Rouhani, Surrogate Losing Ground or Messenger of New Approach?
A recent story by Fars News Agency is decorated with a photo of a bent-down Hassan Rouhani, collecting his cloak while walking against a lightly blurred background of what seems to be a seminar in which former presidents Rafsanjani and Khatami see him off as he is apparently going to a podium. The report is all about what has been the “surrogate” that Rouhani and his presidency allegedly are, to use the words of reformist politician Ebrahim Asgharzadeh, uttered early after Rouhani took office, as Fars does.
The rumors in the air are that Rouhani is distancing himself from his two main supporters, kingmakers Rafsanjani and Khatami, and is thus being under increasing pressure to withdraw from next year’s presidential race. The principlists have constantly warned Rouhani that the coalition between Rafsanjani and the reformists sees him as a surrogate to incubate their own embryo-- a vague description that might explain what the principlists fear to signify more fundamental reforms.
On Saturday, Arman daily, linked with Hashemi Rafsanjani, published a report on a roundtable it held between reformist political commentator Sadegh Zibakalam and Abdolreza Davari, one of ex-president Ahmadinejad’s insiders. Davari says both reformism and principlism are dead. Instead, he puts forward binary labels based on revolutionary values. “Former reformists advocate change inside but have no belief in change in the international sphere and seek integration with the global system,” he said in his definition of the non-revolutionary faction which includes Hashemi Rafsanjani and Mohammad Khatami. On the other side, he says, stands the revolutionary stream which is “inclined toward conservatism inside ... seeking change in international relations”. In response to Zibakalam’s dichotomy of authoritarianism and democracy, Davari said the real conflict in Iran lies between the center and the suburbs, as Ahmadinejad believes.

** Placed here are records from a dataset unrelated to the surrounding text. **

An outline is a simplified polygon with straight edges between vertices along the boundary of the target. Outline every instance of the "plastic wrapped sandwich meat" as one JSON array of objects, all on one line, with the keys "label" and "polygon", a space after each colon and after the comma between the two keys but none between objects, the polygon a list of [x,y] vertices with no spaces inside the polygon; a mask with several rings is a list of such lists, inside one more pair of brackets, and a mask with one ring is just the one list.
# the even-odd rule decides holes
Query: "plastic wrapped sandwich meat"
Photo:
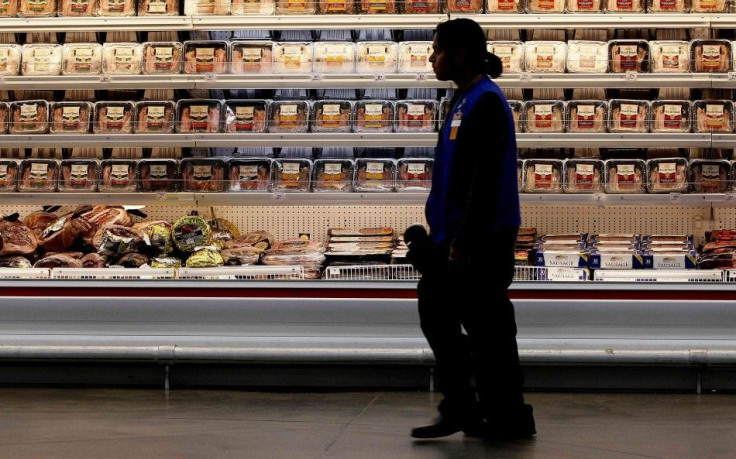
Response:
[{"label": "plastic wrapped sandwich meat", "polygon": [[0,44],[0,75],[20,73],[21,47],[14,44]]},{"label": "plastic wrapped sandwich meat", "polygon": [[18,185],[18,162],[0,159],[0,191],[15,191]]},{"label": "plastic wrapped sandwich meat", "polygon": [[182,44],[179,42],[143,43],[143,73],[181,73]]},{"label": "plastic wrapped sandwich meat", "polygon": [[310,73],[314,48],[308,42],[282,42],[273,45],[275,73]]},{"label": "plastic wrapped sandwich meat", "polygon": [[567,44],[562,41],[528,41],[524,49],[525,67],[532,73],[563,73]]},{"label": "plastic wrapped sandwich meat", "polygon": [[696,100],[692,113],[695,132],[733,131],[733,102],[730,100]]},{"label": "plastic wrapped sandwich meat", "polygon": [[695,193],[723,193],[729,189],[731,164],[725,159],[690,161],[690,183]]},{"label": "plastic wrapped sandwich meat", "polygon": [[138,162],[140,191],[176,191],[179,163],[175,159],[141,159]]},{"label": "plastic wrapped sandwich meat", "polygon": [[571,100],[567,103],[567,132],[606,132],[608,103],[602,100]]},{"label": "plastic wrapped sandwich meat", "polygon": [[86,134],[92,118],[90,102],[52,102],[51,103],[52,134]]},{"label": "plastic wrapped sandwich meat", "polygon": [[20,2],[18,16],[48,17],[56,15],[56,0],[25,0]]},{"label": "plastic wrapped sandwich meat", "polygon": [[603,191],[603,161],[566,159],[564,169],[566,193],[601,193]]},{"label": "plastic wrapped sandwich meat", "polygon": [[524,71],[524,43],[520,41],[491,41],[487,50],[501,59],[504,73]]},{"label": "plastic wrapped sandwich meat", "polygon": [[353,120],[353,102],[349,100],[322,100],[314,102],[313,132],[350,132]]},{"label": "plastic wrapped sandwich meat", "polygon": [[136,134],[171,134],[174,132],[176,104],[172,101],[135,103]]},{"label": "plastic wrapped sandwich meat", "polygon": [[312,161],[309,159],[279,159],[273,162],[275,191],[309,191]]},{"label": "plastic wrapped sandwich meat", "polygon": [[25,159],[20,163],[18,191],[56,191],[59,162],[55,159]]},{"label": "plastic wrapped sandwich meat", "polygon": [[527,193],[561,193],[562,161],[557,159],[528,159],[524,163]]},{"label": "plastic wrapped sandwich meat", "polygon": [[606,193],[644,193],[646,163],[640,159],[609,159],[605,162]]},{"label": "plastic wrapped sandwich meat", "polygon": [[95,104],[95,134],[132,134],[133,102],[97,102]]},{"label": "plastic wrapped sandwich meat", "polygon": [[230,12],[233,16],[270,15],[276,11],[276,0],[232,0]]},{"label": "plastic wrapped sandwich meat", "polygon": [[314,191],[350,191],[355,164],[351,159],[314,162]]},{"label": "plastic wrapped sandwich meat", "polygon": [[611,40],[608,42],[611,72],[646,72],[649,44],[644,40]]},{"label": "plastic wrapped sandwich meat", "polygon": [[231,159],[228,162],[230,191],[268,191],[271,161],[268,158]]},{"label": "plastic wrapped sandwich meat", "polygon": [[102,192],[136,191],[136,168],[138,161],[133,159],[105,159],[100,165],[100,185]]},{"label": "plastic wrapped sandwich meat", "polygon": [[102,45],[99,43],[67,43],[62,54],[64,75],[97,74],[102,70]]},{"label": "plastic wrapped sandwich meat", "polygon": [[391,132],[394,103],[390,100],[361,100],[355,104],[356,132]]},{"label": "plastic wrapped sandwich meat", "polygon": [[653,73],[685,73],[690,71],[690,44],[686,41],[650,41]]},{"label": "plastic wrapped sandwich meat", "polygon": [[731,42],[693,40],[690,44],[693,72],[723,73],[731,69]]},{"label": "plastic wrapped sandwich meat", "polygon": [[267,120],[265,100],[225,101],[225,132],[266,132]]},{"label": "plastic wrapped sandwich meat", "polygon": [[271,105],[270,132],[307,132],[309,103],[303,100],[275,101]]},{"label": "plastic wrapped sandwich meat", "polygon": [[45,134],[48,132],[48,102],[24,100],[10,104],[11,134]]},{"label": "plastic wrapped sandwich meat", "polygon": [[94,16],[97,0],[59,0],[59,16]]},{"label": "plastic wrapped sandwich meat", "polygon": [[392,41],[366,41],[356,44],[358,73],[395,73],[398,45]]},{"label": "plastic wrapped sandwich meat", "polygon": [[683,193],[687,191],[687,160],[683,158],[647,161],[647,190],[650,193]]},{"label": "plastic wrapped sandwich meat", "polygon": [[397,132],[434,132],[437,101],[400,100],[396,102]]},{"label": "plastic wrapped sandwich meat", "polygon": [[565,132],[565,103],[556,100],[533,100],[526,103],[527,132]]},{"label": "plastic wrapped sandwich meat", "polygon": [[183,99],[177,104],[179,132],[220,132],[222,103],[215,99]]},{"label": "plastic wrapped sandwich meat", "polygon": [[178,16],[177,0],[138,0],[138,16]]},{"label": "plastic wrapped sandwich meat", "polygon": [[317,73],[353,73],[355,44],[322,42],[314,44],[314,71]]},{"label": "plastic wrapped sandwich meat", "polygon": [[652,132],[690,132],[688,100],[655,100],[652,102]]},{"label": "plastic wrapped sandwich meat", "polygon": [[356,0],[358,14],[396,14],[397,0]]},{"label": "plastic wrapped sandwich meat", "polygon": [[396,191],[429,191],[434,160],[402,158],[397,163]]},{"label": "plastic wrapped sandwich meat", "polygon": [[100,16],[135,16],[135,0],[99,0]]},{"label": "plastic wrapped sandwich meat", "polygon": [[143,45],[105,43],[102,45],[102,71],[109,74],[138,75],[143,63]]},{"label": "plastic wrapped sandwich meat", "polygon": [[399,43],[399,73],[431,73],[432,42],[405,41]]},{"label": "plastic wrapped sandwich meat", "polygon": [[273,43],[234,41],[230,43],[230,73],[271,73]]},{"label": "plastic wrapped sandwich meat", "polygon": [[649,102],[646,100],[612,99],[608,130],[610,132],[647,132]]},{"label": "plastic wrapped sandwich meat", "polygon": [[355,191],[393,191],[396,161],[367,159],[355,161]]},{"label": "plastic wrapped sandwich meat", "polygon": [[567,71],[606,73],[608,45],[602,41],[570,40],[567,42]]},{"label": "plastic wrapped sandwich meat", "polygon": [[62,47],[54,44],[23,45],[23,75],[58,75],[61,73]]},{"label": "plastic wrapped sandwich meat", "polygon": [[225,191],[226,164],[221,158],[184,158],[180,168],[182,191]]},{"label": "plastic wrapped sandwich meat", "polygon": [[62,160],[59,191],[96,191],[99,168],[94,159]]},{"label": "plastic wrapped sandwich meat", "polygon": [[225,73],[226,41],[190,40],[184,42],[184,73]]},{"label": "plastic wrapped sandwich meat", "polygon": [[316,0],[276,0],[276,14],[314,14]]}]

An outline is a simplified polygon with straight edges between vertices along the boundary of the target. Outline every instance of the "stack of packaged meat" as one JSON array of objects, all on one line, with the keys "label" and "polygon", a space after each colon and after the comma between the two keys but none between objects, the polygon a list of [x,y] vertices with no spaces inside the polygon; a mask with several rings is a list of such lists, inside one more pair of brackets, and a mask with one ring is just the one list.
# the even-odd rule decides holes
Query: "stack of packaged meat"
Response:
[{"label": "stack of packaged meat", "polygon": [[307,238],[276,242],[263,256],[264,265],[296,265],[304,268],[307,279],[319,279],[325,263],[325,248]]},{"label": "stack of packaged meat", "polygon": [[587,233],[540,236],[534,248],[534,264],[547,268],[550,272],[546,275],[550,278],[564,275],[570,276],[569,280],[587,280],[587,240]]},{"label": "stack of packaged meat", "polygon": [[387,264],[396,246],[393,228],[330,228],[328,266]]},{"label": "stack of packaged meat", "polygon": [[698,257],[700,269],[736,268],[736,229],[706,233],[706,243]]},{"label": "stack of packaged meat", "polygon": [[516,266],[529,266],[533,260],[534,244],[537,241],[536,228],[519,228],[516,234],[516,250],[514,251],[514,264]]}]

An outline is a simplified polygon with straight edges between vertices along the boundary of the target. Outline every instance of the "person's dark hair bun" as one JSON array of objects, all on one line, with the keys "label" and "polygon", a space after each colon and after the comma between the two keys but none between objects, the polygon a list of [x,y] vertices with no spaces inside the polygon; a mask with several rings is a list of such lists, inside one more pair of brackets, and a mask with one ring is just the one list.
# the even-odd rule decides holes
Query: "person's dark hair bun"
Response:
[{"label": "person's dark hair bun", "polygon": [[486,53],[486,74],[491,78],[498,78],[503,73],[501,58],[493,53]]}]

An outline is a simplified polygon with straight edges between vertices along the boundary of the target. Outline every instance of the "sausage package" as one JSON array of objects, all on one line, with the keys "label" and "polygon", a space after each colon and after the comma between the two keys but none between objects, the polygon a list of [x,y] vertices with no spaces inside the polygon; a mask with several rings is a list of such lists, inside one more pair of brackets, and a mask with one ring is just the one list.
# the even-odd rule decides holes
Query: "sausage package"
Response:
[{"label": "sausage package", "polygon": [[228,161],[230,191],[268,191],[271,187],[271,162],[268,158]]},{"label": "sausage package", "polygon": [[228,43],[221,40],[189,40],[183,45],[184,73],[225,73]]},{"label": "sausage package", "polygon": [[608,103],[604,100],[571,100],[566,113],[567,132],[606,132]]},{"label": "sausage package", "polygon": [[653,73],[685,73],[690,71],[690,44],[686,41],[649,42]]},{"label": "sausage package", "polygon": [[99,16],[135,16],[135,0],[99,0]]},{"label": "sausage package", "polygon": [[97,191],[100,162],[95,159],[61,161],[59,191]]},{"label": "sausage package", "polygon": [[173,42],[143,43],[143,73],[146,75],[181,73],[182,44]]},{"label": "sausage package", "polygon": [[225,132],[266,132],[268,102],[265,100],[226,100]]},{"label": "sausage package", "polygon": [[528,41],[524,44],[524,66],[532,73],[563,73],[567,60],[564,41]]},{"label": "sausage package", "polygon": [[684,158],[647,161],[647,191],[650,193],[687,192],[688,164]]},{"label": "sausage package", "polygon": [[274,73],[310,73],[314,48],[308,42],[281,42],[273,44]]},{"label": "sausage package", "polygon": [[87,134],[92,118],[91,102],[51,102],[52,134]]},{"label": "sausage package", "polygon": [[431,41],[405,41],[399,43],[399,73],[432,73]]},{"label": "sausage package", "polygon": [[527,193],[561,193],[562,161],[558,159],[527,159],[524,163]]},{"label": "sausage package", "polygon": [[565,193],[602,193],[603,161],[599,159],[566,159]]},{"label": "sausage package", "polygon": [[486,13],[523,13],[524,4],[524,0],[486,0]]},{"label": "sausage package", "polygon": [[610,132],[647,132],[649,101],[611,99],[608,119]]},{"label": "sausage package", "polygon": [[530,100],[525,111],[526,132],[565,132],[565,102]]},{"label": "sausage package", "polygon": [[314,0],[276,0],[276,14],[315,14]]},{"label": "sausage package", "polygon": [[355,2],[350,0],[315,0],[318,14],[355,14]]},{"label": "sausage package", "polygon": [[100,164],[99,190],[102,192],[136,191],[136,169],[134,159],[105,159]]},{"label": "sausage package", "polygon": [[312,105],[312,132],[350,132],[353,123],[353,102],[320,100]]},{"label": "sausage package", "polygon": [[132,134],[135,102],[97,102],[92,131],[95,134]]},{"label": "sausage package", "polygon": [[692,13],[725,13],[728,11],[726,0],[691,0]]},{"label": "sausage package", "polygon": [[19,0],[0,1],[0,18],[12,18],[18,16]]},{"label": "sausage package", "polygon": [[18,75],[22,48],[20,45],[0,44],[0,75]]},{"label": "sausage package", "polygon": [[272,167],[274,191],[309,191],[311,159],[276,159]]},{"label": "sausage package", "polygon": [[436,100],[396,102],[396,132],[434,132],[438,108]]},{"label": "sausage package", "polygon": [[516,182],[517,182],[517,189],[519,190],[519,193],[524,191],[524,163],[526,162],[525,159],[517,159],[516,160]]},{"label": "sausage package", "polygon": [[0,134],[7,134],[10,117],[10,105],[0,101]]},{"label": "sausage package", "polygon": [[143,63],[140,43],[105,43],[102,45],[102,72],[112,75],[138,75]]},{"label": "sausage package", "polygon": [[227,16],[230,0],[184,0],[186,16]]},{"label": "sausage package", "polygon": [[483,0],[446,0],[442,4],[442,12],[481,14],[483,3]]},{"label": "sausage package", "polygon": [[97,0],[59,0],[59,16],[95,16]]},{"label": "sausage package", "polygon": [[276,0],[232,0],[230,13],[233,16],[271,15],[276,11]]},{"label": "sausage package", "polygon": [[181,160],[181,191],[223,192],[227,189],[227,165],[222,158]]},{"label": "sausage package", "polygon": [[55,159],[24,159],[20,163],[18,191],[56,191],[59,161]]},{"label": "sausage package", "polygon": [[18,16],[22,18],[56,16],[56,0],[21,1]]},{"label": "sausage package", "polygon": [[687,13],[690,11],[689,0],[649,0],[648,13]]},{"label": "sausage package", "polygon": [[652,101],[652,132],[690,132],[689,100]]},{"label": "sausage package", "polygon": [[432,166],[429,158],[402,158],[396,165],[396,191],[429,191],[432,187]]},{"label": "sausage package", "polygon": [[606,13],[643,13],[644,0],[605,0]]},{"label": "sausage package", "polygon": [[0,159],[0,192],[18,189],[18,162],[14,159]]},{"label": "sausage package", "polygon": [[644,193],[646,163],[640,159],[609,159],[604,163],[606,193]]},{"label": "sausage package", "polygon": [[611,40],[608,42],[611,72],[646,72],[649,44],[645,40]]},{"label": "sausage package", "polygon": [[729,190],[731,163],[725,159],[690,160],[690,184],[695,193],[724,193]]},{"label": "sausage package", "polygon": [[608,45],[602,41],[568,41],[567,71],[570,73],[606,73],[608,71]]},{"label": "sausage package", "polygon": [[355,103],[355,132],[392,132],[394,102],[390,100],[360,100]]},{"label": "sausage package", "polygon": [[230,43],[230,73],[271,73],[273,42]]},{"label": "sausage package", "polygon": [[178,16],[177,0],[138,0],[138,16]]},{"label": "sausage package", "polygon": [[731,42],[728,40],[693,40],[690,42],[692,71],[724,73],[731,70]]},{"label": "sausage package", "polygon": [[565,0],[527,0],[526,12],[530,14],[564,13]]},{"label": "sausage package", "polygon": [[510,100],[509,108],[511,109],[511,116],[514,117],[514,131],[521,132],[524,129],[524,101]]},{"label": "sausage package", "polygon": [[176,104],[178,132],[220,132],[222,102],[215,99],[182,99]]},{"label": "sausage package", "polygon": [[352,159],[314,161],[314,191],[350,191],[355,163]]},{"label": "sausage package", "polygon": [[524,43],[520,41],[489,41],[486,49],[501,59],[503,73],[524,71]]},{"label": "sausage package", "polygon": [[567,11],[571,13],[599,13],[605,0],[567,0]]},{"label": "sausage package", "polygon": [[89,75],[102,71],[102,45],[99,43],[66,43],[62,47],[64,75]]},{"label": "sausage package", "polygon": [[396,73],[399,45],[393,41],[364,41],[356,43],[356,71],[358,73]]},{"label": "sausage package", "polygon": [[309,103],[304,100],[279,100],[271,104],[270,132],[307,132]]},{"label": "sausage package", "polygon": [[396,14],[396,0],[356,0],[358,14]]},{"label": "sausage package", "polygon": [[355,191],[393,191],[396,161],[393,159],[355,160]]},{"label": "sausage package", "polygon": [[61,73],[61,45],[34,43],[23,45],[23,75],[59,75]]},{"label": "sausage package", "polygon": [[45,134],[49,129],[49,109],[45,100],[10,103],[11,134]]},{"label": "sausage package", "polygon": [[135,103],[136,134],[171,134],[176,125],[176,104],[169,100]]},{"label": "sausage package", "polygon": [[353,73],[355,43],[327,41],[314,44],[314,71],[317,73]]},{"label": "sausage package", "polygon": [[141,159],[138,161],[140,191],[176,191],[179,163],[175,159]]},{"label": "sausage package", "polygon": [[439,0],[404,0],[401,4],[401,12],[404,14],[438,14],[440,2]]},{"label": "sausage package", "polygon": [[693,102],[693,131],[733,131],[733,102],[730,100],[696,100]]}]

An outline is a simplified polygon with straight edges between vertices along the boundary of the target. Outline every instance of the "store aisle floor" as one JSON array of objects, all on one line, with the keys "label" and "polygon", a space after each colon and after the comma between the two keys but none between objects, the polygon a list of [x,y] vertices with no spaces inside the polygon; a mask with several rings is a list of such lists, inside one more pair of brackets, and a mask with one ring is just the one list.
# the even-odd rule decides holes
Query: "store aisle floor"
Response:
[{"label": "store aisle floor", "polygon": [[1,458],[727,458],[736,396],[533,393],[539,434],[412,441],[426,392],[0,388]]}]

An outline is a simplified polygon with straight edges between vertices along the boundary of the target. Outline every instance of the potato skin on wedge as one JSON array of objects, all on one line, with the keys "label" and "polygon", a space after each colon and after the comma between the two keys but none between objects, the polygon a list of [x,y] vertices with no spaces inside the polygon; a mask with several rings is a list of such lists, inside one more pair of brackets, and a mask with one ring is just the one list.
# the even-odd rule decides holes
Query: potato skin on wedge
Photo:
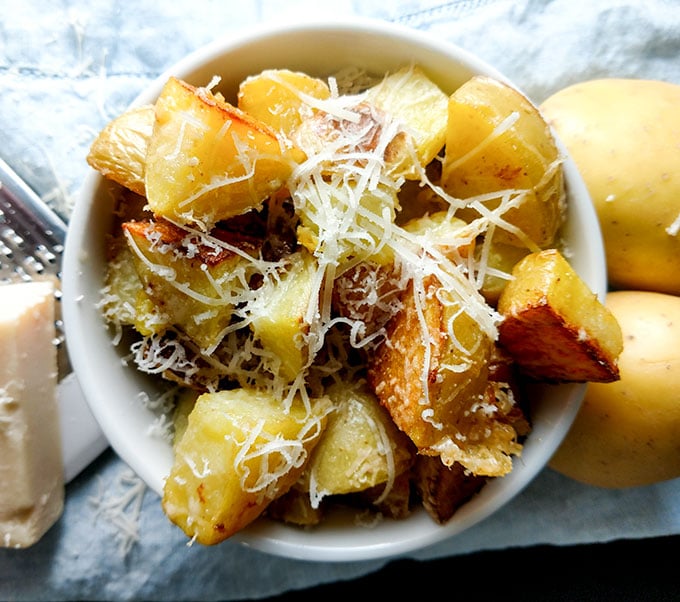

Asked about how an election with Rouhani and Ahmadinejad competing would go, Zibakalam said: “Ahmadinejad will openly rub it in Rouhani’s face that people’s lives have not improved. The truth is, despite the wide rift existing between the principlists and Ahmadinejad, they will have no choice but to put everything aside and back him. Of course, if they care about Iran’s future, they will not follow Ahmadinejad. Clearly, by the moment of speaking, the principlists have lost the 2017 election.” Elsewhere in his remarks he noted that if Rouhani fails to take effective measures in economy, leaving eight million people jobless, stagnation unresolved and corruptions surviving, Ahmadinejad and the principlists will have a better chance. Zibakalam, who considers the reformists’ victory unconditional in the absence of Ahmadinejad, says the real questions are whether Rouhani wants to run and whether the reformists back him again. “Perhaps Rouhani should declare that he has had a mission, namely the nuclear deal, that he has accomplished and thus managed to handle the duty the people put on his shoulders; that he has no interest to run for president but introduces someone and starts working in the assembly of experts,” Zibakalam said. “If he does so, he would become a kingmaker. Rouhani would better endorse Aref or Zarif in 2017. If the plan takes place, the reformists will have higher chances,” he added. He ended his remarks on a high note about Ahmadinejad. “Ahmadinejad, if he runs, will ruin everything like a tank. He comes and says my rival has supporters who have looted the nation’s resources; Rouhani has no place and it is Hashemi who is behind him and the reformists; the election is Hashemi’s battle against me … and he will try to play Robin Hood”.
Back in the Fars article published today, the so-called report argues that the pressure on Rouhani to step down at the end of his tenure comes from the reformist camp. The core of the argument is based on Hashemi Rafsanjani’s remarks made in February in which he advised those well-known disqualified parliamentary candidates to endorse new faces, just as he backed Rouhani who, he said, was polled to have 3 percent of the ballots but won 50 percent within a week. Self-contradictory as it may seem, the article quotes Rouhani, in response to an unnamed prominent cleric who allegedly wanted to encourage him to withdraw in favor of other candidates, as saying “I no longer want to be the second man”.
Iran’s reformist-principlist flip-flop might take different names but will continue to be decisive in every election. Is Rouhani’s moderation formula a temporary relief or the building block of a completely new approach?